On the upside, it’s meant that when we go shopping for clothes, she is voicing more of an opinion on what we should buy, but on the downside, her ideal choice (Disney princess dress) is not for sale in her size.
And it’s a double-edged sword, because whilst D might be 9.5, with the emotional capabilities of a child much younger, she looks much older than her age would suggest. I’m already buying 13-14 year old clothes for her and I have to ensure that nothing is too old-looking (if you get what I mean).
I’d finished reading a magazine last week and popped it into recycling, I think it was Closer, it’s good sometimes to sit down with a coffee and have 5 minutes reading a bit of gossip.
D took the magazine out of the recycling bag and said “now I’m getting older, should I start reading at older magazines?”, I think it was more a question in the air because her favourite magazines are those with a free gift (animals or crafting) and the magazines are always discarded in favour of the free toy. She loves reading books but will rarely read a magazine from cover to cover.
It got me thinking about what I buy and don’t buy.
I haven’t bought OK magazine for years, it’s aimed at a much younger market than me and I always find the cover pictures extremely airbrushed.
This recent cover is a good example, compared with a more natural shot of the celebrity.
There are a few magazines who are saying “no” to airbrushed pictures and they’ll state in articles that the subject hasn’t been airbrushed but this shouldn’t be the exception to the rule. It’s presenting a false image to an impressionable market, especially the make-up adverts (buy this and you’ll look like this…except you won’t).

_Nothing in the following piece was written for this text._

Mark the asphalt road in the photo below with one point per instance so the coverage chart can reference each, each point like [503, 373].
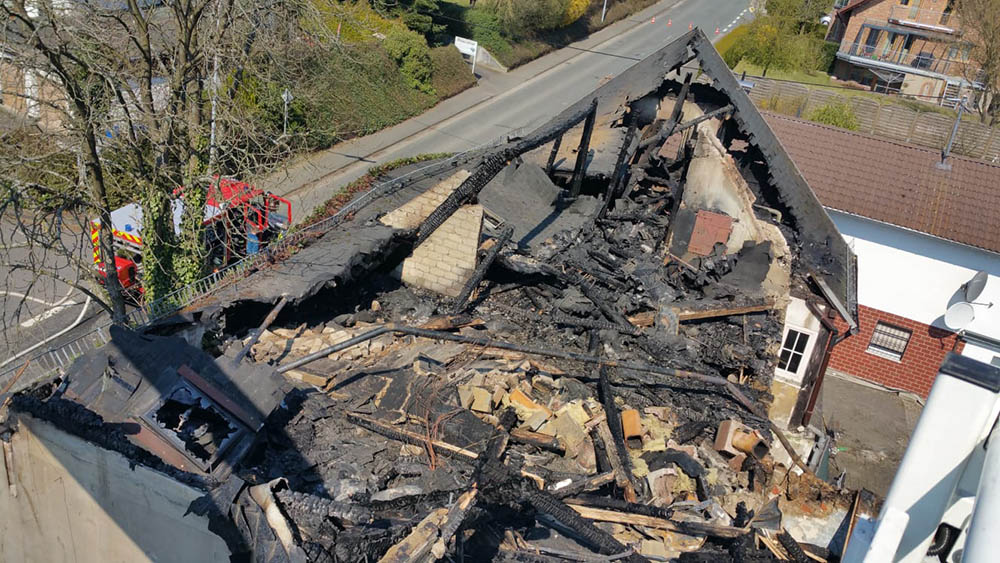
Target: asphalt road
[500, 103]
[38, 311]
[524, 98]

On the one hand, I’m glad that I don’t have a daughter who’ll feel the peer pressure of needing to conform with hair straighteners, fake tan and short skirts, on the other, it makes me sad that we won’t have the “you’re not going out wearing that!” arguments.
I tend to just wear mascara at weekends if we’re staying at home and I took a couple of photos yesterday of my bare face. I didn’t look as bad or scary as I thought I would!